Reclaiming power from the financial elite
Time to put finance back in a box and create an economy for ordinary people
In the new politics and economics that Vision 21 wants to help to bring about, citizens must be prepared to fundamentally reassess the role and impact of finance and financialization in our economy. Financialization refers to the trend in which wealth and profits are increasingly accumulated through financial channels and instruments rather than through production of goods, local manufacturing, community economic development and diversified trade.
The problem
As pensions and decent incomes have withered away, the public has been enlisted in a giant ‘casino’ economy, in which they are forced to direct their own registered retirement funds as risk-bearing agents in a less than fully transparent ‘financialized’ economy. Finance has created a kind of parallel economic universe with its own logic and governance, substantially divorced from the real world, and one in which the rest of us are exposed to constant risk. A few billionaires may have emerged, but at the price of introducing massive inequality and fragility into our society and compromising the future prospects of many young people across this land. Any objective analysis of the history of the last thirty years in Canada will show that the supposed efficiency gains of financialization are vastly outweighed by the serial contagions, asset price inflation, and massive indebtedness that has directly or indirectly impacted the great majority of working households, taxpayers, and individuals in this country. The control that Canadians once felt they had over the arc of their lives has been replaced by a random, chaotic, and ultimately dispiriting one which the financial sector has introduced into our midst.
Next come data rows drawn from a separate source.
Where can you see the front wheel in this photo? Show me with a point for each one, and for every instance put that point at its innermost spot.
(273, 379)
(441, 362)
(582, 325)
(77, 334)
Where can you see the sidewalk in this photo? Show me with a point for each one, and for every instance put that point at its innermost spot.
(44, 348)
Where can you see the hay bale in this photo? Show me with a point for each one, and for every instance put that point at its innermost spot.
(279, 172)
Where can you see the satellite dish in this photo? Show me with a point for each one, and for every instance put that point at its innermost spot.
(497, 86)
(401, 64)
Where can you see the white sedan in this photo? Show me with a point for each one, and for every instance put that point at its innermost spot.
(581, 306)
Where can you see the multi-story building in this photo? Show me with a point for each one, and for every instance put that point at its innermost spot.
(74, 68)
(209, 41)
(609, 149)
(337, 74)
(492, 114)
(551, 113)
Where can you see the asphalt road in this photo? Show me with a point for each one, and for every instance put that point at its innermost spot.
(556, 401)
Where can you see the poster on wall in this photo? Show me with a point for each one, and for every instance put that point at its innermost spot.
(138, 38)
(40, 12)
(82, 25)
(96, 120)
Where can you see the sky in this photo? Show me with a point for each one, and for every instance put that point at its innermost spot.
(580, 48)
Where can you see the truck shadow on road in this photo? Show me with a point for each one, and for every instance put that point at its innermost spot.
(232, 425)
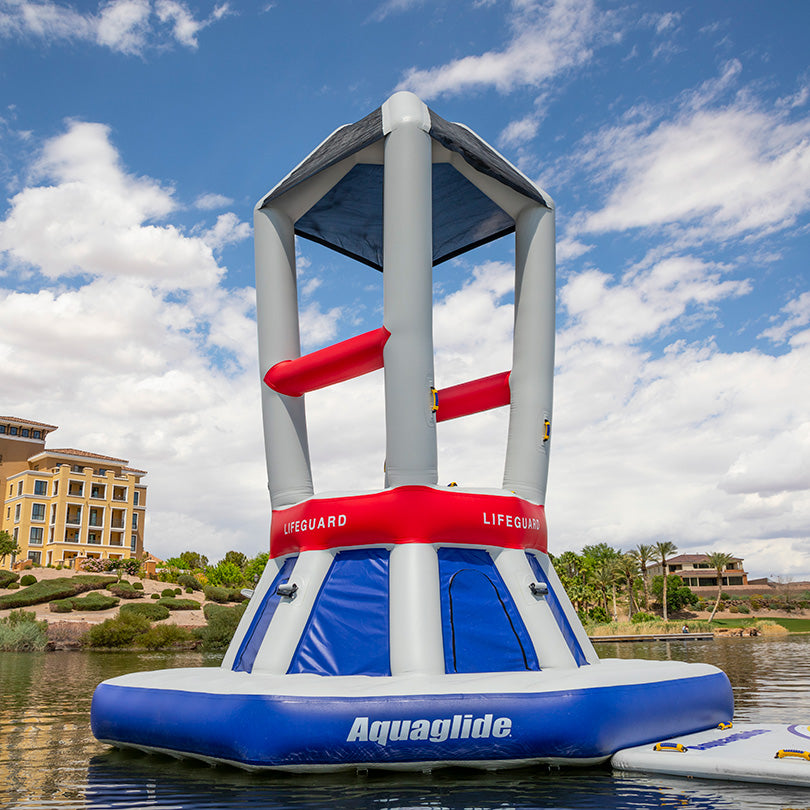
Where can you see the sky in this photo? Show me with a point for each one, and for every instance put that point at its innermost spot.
(137, 135)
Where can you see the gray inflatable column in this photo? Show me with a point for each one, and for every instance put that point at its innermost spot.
(285, 428)
(411, 456)
(531, 380)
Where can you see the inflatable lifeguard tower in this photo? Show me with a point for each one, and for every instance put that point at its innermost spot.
(417, 625)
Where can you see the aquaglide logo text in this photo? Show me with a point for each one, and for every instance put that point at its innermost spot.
(457, 727)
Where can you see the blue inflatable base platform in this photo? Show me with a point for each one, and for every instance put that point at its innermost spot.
(234, 718)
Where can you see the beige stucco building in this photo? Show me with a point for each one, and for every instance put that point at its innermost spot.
(63, 503)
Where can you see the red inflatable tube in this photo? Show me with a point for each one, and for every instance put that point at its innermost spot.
(409, 514)
(473, 397)
(333, 364)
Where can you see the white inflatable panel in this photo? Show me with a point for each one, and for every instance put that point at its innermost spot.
(777, 753)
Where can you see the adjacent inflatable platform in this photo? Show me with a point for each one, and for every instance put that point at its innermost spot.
(417, 625)
(744, 752)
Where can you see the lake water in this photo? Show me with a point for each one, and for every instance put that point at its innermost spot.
(50, 759)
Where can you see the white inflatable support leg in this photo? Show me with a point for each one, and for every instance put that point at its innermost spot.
(546, 635)
(411, 455)
(531, 380)
(415, 611)
(567, 608)
(268, 575)
(285, 428)
(290, 618)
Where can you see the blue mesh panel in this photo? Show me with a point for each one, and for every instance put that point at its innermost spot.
(254, 637)
(347, 630)
(559, 615)
(481, 627)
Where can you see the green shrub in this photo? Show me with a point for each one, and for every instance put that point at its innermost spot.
(189, 581)
(225, 574)
(220, 627)
(94, 601)
(215, 593)
(153, 612)
(21, 632)
(118, 632)
(124, 590)
(48, 590)
(163, 635)
(179, 604)
(7, 577)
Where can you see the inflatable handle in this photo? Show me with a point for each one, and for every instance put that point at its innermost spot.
(792, 752)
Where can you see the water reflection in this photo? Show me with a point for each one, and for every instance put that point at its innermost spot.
(116, 781)
(49, 758)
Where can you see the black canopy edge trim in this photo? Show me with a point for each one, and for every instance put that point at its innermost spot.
(342, 251)
(314, 163)
(445, 258)
(486, 240)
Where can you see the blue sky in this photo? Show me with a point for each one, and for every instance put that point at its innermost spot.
(136, 136)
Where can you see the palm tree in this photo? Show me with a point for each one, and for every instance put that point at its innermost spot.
(628, 567)
(718, 560)
(643, 554)
(661, 551)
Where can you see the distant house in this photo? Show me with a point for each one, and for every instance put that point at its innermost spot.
(696, 571)
(64, 504)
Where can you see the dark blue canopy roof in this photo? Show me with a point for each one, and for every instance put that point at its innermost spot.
(349, 217)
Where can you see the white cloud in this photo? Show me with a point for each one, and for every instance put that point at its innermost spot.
(209, 202)
(712, 172)
(91, 217)
(643, 302)
(797, 314)
(519, 132)
(227, 230)
(125, 26)
(548, 39)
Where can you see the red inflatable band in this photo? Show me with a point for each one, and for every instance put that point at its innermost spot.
(408, 515)
(333, 364)
(474, 396)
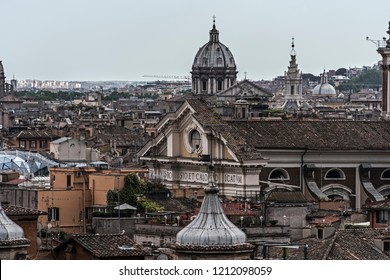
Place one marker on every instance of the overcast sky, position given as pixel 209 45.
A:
pixel 126 39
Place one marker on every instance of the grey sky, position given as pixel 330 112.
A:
pixel 125 39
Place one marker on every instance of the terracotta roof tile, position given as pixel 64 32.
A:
pixel 109 245
pixel 11 210
pixel 356 244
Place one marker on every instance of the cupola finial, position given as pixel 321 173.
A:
pixel 293 53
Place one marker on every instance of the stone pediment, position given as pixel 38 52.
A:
pixel 189 132
pixel 244 90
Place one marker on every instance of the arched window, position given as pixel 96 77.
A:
pixel 335 174
pixel 195 139
pixel 279 174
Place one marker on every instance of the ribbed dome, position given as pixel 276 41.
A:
pixel 324 88
pixel 214 53
pixel 211 226
pixel 8 229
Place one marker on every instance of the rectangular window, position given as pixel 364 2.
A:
pixel 43 144
pixel 204 86
pixel 382 216
pixel 68 180
pixel 320 233
pixel 219 85
pixel 53 213
pixel 33 144
pixel 386 246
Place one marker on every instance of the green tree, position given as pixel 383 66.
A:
pixel 132 188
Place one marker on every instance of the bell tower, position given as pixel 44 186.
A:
pixel 293 77
pixel 385 65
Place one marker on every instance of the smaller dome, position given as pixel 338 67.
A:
pixel 324 88
pixel 9 230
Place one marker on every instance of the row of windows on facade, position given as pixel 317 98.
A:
pixel 382 216
pixel 332 174
pixel 33 144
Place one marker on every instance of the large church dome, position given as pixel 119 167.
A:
pixel 214 53
pixel 214 68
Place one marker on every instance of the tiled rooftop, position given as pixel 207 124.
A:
pixel 356 244
pixel 246 138
pixel 11 210
pixel 109 245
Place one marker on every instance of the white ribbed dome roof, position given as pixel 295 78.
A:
pixel 324 88
pixel 211 226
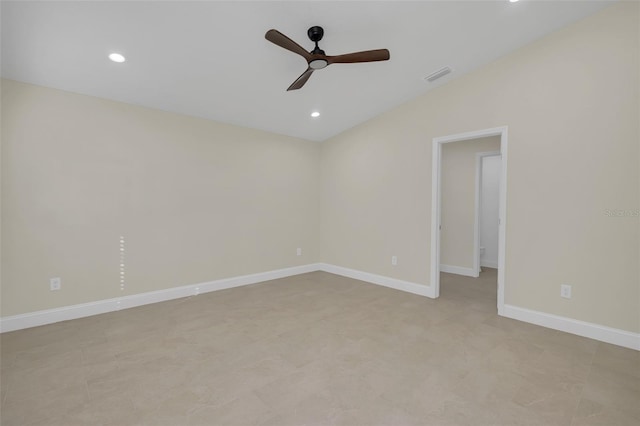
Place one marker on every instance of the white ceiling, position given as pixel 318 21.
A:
pixel 209 59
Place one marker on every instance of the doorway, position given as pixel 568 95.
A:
pixel 436 209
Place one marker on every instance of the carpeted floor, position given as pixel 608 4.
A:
pixel 316 349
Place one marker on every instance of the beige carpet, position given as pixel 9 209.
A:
pixel 316 349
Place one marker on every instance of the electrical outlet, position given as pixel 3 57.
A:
pixel 55 284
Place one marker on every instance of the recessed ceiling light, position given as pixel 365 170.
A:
pixel 116 57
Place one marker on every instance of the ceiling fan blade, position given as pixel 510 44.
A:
pixel 300 81
pixel 366 56
pixel 276 37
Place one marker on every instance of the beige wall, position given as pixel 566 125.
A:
pixel 458 198
pixel 571 103
pixel 195 200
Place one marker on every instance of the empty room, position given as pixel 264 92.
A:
pixel 320 213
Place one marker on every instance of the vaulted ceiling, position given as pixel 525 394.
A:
pixel 210 59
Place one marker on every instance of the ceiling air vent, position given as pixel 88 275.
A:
pixel 436 75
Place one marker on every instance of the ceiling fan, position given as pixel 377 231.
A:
pixel 317 59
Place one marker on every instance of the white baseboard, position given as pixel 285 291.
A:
pixel 50 316
pixel 599 332
pixel 489 264
pixel 459 270
pixel 581 328
pixel 407 286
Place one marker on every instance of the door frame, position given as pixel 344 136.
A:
pixel 436 196
pixel 477 266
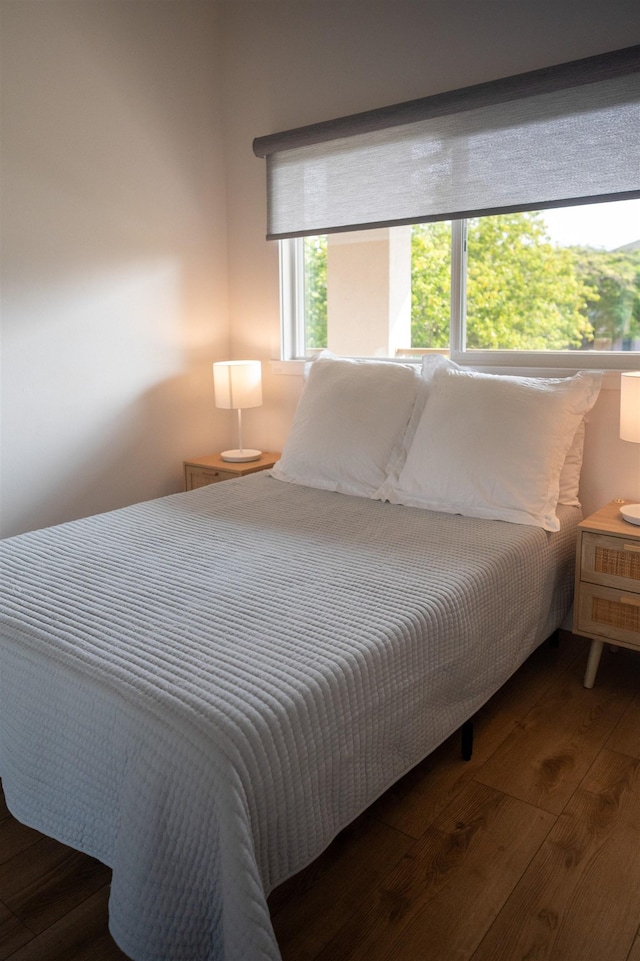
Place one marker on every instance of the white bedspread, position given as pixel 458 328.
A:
pixel 202 690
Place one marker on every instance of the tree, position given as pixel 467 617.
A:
pixel 430 285
pixel 614 313
pixel 522 292
pixel 315 291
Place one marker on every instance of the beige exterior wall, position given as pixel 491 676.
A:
pixel 369 292
pixel 133 213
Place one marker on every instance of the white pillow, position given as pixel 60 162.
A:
pixel 569 483
pixel 493 446
pixel 349 425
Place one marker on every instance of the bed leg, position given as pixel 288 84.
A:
pixel 466 740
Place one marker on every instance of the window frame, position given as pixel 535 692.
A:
pixel 292 306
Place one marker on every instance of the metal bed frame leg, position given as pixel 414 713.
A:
pixel 466 739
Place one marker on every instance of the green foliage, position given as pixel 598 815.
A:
pixel 614 312
pixel 315 291
pixel 522 292
pixel 430 284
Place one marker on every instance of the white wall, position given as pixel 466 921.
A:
pixel 114 296
pixel 304 61
pixel 128 178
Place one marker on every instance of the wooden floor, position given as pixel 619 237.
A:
pixel 531 850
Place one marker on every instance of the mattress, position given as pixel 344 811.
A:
pixel 203 690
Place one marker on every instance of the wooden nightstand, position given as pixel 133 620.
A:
pixel 212 469
pixel 607 597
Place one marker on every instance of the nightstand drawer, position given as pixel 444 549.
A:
pixel 611 561
pixel 200 477
pixel 609 613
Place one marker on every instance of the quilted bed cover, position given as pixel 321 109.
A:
pixel 202 690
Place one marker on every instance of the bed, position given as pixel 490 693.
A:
pixel 202 690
“We live in a world where the latest market indicators bombard us on screens at every turn, and yet, as the old saying goes, to know the price of everything and the value of nothing, is a poor substitute for genuine economic progress for the benefit of all. ”
Our solution
1. Redefining GDP
Vision 21 argues that GDP as presently calculated misrepresents and distorts our economic health by including financial sector revenues—such as bank interest, fees, and transaction charges—as productive contributions. Since Canada adopted the UN’s revised System of National Accounts in 1968, these rent-seeking payments have been classified as value-added income, inflating GDP without improving real productivity or well-being. Vision 21 contends these are “subtrahends” that should be deducted, not added, to measure true national wealth. A reformed GDP should distinguish earned from unearned income, prioritizing tangible contributions from wages, small businesses, and production over speculative financial gains.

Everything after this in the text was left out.